Edremit’in içinde yaşayan Rumlar, dünya haberlerini ve gelişmelerini halkın diğer kesimlerine göre daha yakından takip eder ve bilgilerin şehre gelmesi konusunda önemli bir rol oynarlar. Yusuf Muazzez ile kaçtıktan sonra, Ayvalık’a gidip bir araba ve hayvan satın alma fikrinden bahseder, ancak babası bu cümleleri “gevezelik” olarak nitelendirip, “o şehirde Müslüman barındırmayacaklarını” hatırlatır.1 Tüm bunlar, Anadolu’nun bundan yalnızca elli yıl önceki durumunu gözler önüne sermesi açısından da romana önemli bir boyut katar.

1s.140
 
Salahattin Bey ve Şahinde’nin mutsuz evliliklerinin karşısına, romanın “mutlu” ilişkisi Muazzez ve Yusuf yerleştirilir. Hikayenin sonu aslında pek “mutlu” olmasa da, Muazzez ve Yusuf’un aşkı da romanın en önemli konularından bir tanesi haline gelir.

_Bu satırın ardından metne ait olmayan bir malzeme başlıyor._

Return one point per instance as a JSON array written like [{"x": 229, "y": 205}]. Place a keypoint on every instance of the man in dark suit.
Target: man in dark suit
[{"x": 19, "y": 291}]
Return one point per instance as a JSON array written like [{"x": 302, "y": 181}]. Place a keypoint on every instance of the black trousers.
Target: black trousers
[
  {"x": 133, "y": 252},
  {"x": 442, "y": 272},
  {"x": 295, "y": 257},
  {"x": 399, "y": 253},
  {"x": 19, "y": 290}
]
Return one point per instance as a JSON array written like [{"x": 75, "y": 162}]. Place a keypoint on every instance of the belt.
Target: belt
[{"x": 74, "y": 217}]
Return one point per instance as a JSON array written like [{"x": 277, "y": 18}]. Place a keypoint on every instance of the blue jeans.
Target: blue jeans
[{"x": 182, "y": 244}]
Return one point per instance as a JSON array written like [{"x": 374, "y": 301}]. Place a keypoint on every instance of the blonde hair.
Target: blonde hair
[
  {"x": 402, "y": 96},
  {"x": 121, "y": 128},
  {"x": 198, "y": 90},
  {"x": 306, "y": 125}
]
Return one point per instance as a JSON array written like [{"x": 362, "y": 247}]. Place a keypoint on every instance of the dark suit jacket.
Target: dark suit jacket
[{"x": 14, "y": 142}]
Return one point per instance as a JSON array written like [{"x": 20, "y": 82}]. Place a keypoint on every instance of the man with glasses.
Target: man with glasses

Kuyucaklı Yusuf film afişi - Yusuf ve Muazzez 
 
Muazzez ve Yusuf’un ilişkisi, Salahattin Bey’in Yusuf’u evlat edinmesi ile başlar. Babalarının sürekli çalışması ve içki meclislerinde olması, annelerinin de sürekli gezmesi nedeniyle, iki çocuk yalnız kalır ve birbirleriyle yakınlaşır. Bir noktadan sonra, Muazzez herkesten çok Yusuf’un sözünü dinlemeye ve Yusuf ile anlaşmaya başlar.
 
İkili arasındaki ilişkinin romantik boyut kazanması, Muazzez’in evlenme konusu gündeme gelince başlar. Önce Şakir’le, daha sonra da Ali’yle evlenme ihtimali ortaya çıkan Muazzez, asıl evlenmek istediğinin Yusuf olduğunu açıklarve Yusuf da bu tepkiye “olumlu” denebilecek bir tepki verir.1
 
Ancak, Ali’ye verilen sözler ve daha sonra yaşananlar, ikili arasında normal bir ilişkinin başlamasını engeller. Bir süre Muazzez’e soğuk davranan Yusuf, daha sonra onu kaçırır ve bundan sonra ilişkileri tamamen farklı bir boyuta geçer. Henüz araba ile kaçarken, Muazzez Yusuf’un yüzünü hayal ederek, “kız kardeşini alıp eve dönen bir insanın yüzünün böyle olamayacağını”2 düşünür, zira artık aralarında üvey de olsa bir kardeşlik ilişkisi kalmamıştır.
 
Sabahattin Ali, iki kardeş olarak büyüyen ve toplumda da bu şekilde görülen Yusuf ve Muazzez’in ilişkisinin romantik bir boyut kazanmasının çevredekiler tarafından nasıl değerlendirildiğini fazla açıklamaz. Kaymakam Salahattin Bey, kızını ve Yusuf’u eve getirirken, kendisinin bu sürece onay verdiğini ve başka kimseye söz düşmeyeceğini söyler ve gerçekten de, roman boyunca bu tuhaf durumla ilgili başka bir şey söylenmez. 
 
Evlendikten sonra, Yusuf ve Muazzez bir süre oldukça mutlu şekilde yaşar. Bu noktada, her ikisi de birbirini hayranlık ile sevmektedir:
 
“(…) delikanlı, karısına insanların üstünde bir mahiyet veriyor, kalbinde günden güne kuvvetlenen bir aşkı adeta dini bir his gibi tefsir ediyor ve bütün düşünce ve hareketlerinin bu mihver etrafında dönmesi lazım geldiğini hissediyordu.”3
 
“Muazzez de Yusuf’u hemen hemen aynı hislerle sevmekteydi. Onun aşkında da esas amil, diğerinin “lüzumlu” bir şey olması, onsuz hayatın tasavvur edilmesine bile imkan bulunmamasıydı.”4
 
Bir bakıma Muazzez’in hisleriyle de doğru orantılı olarak, mutlu bir şekilde devam eden ilişki, Yusuf'un Edremit’ten ve evinden ayrı kalmasıyla kötüleşmeye başlar. İki karakter arasındaki bu saf aşk Yusuf’un yeni işi nedeniyle zayıflar ve bu noktada devreye giren Şahinde, maddi durumlarının da bozulması sayesinde, Muazzez’i komşu ve tanıdıklarını eğlendireceği bir unsur olarak kullanmaya başlar.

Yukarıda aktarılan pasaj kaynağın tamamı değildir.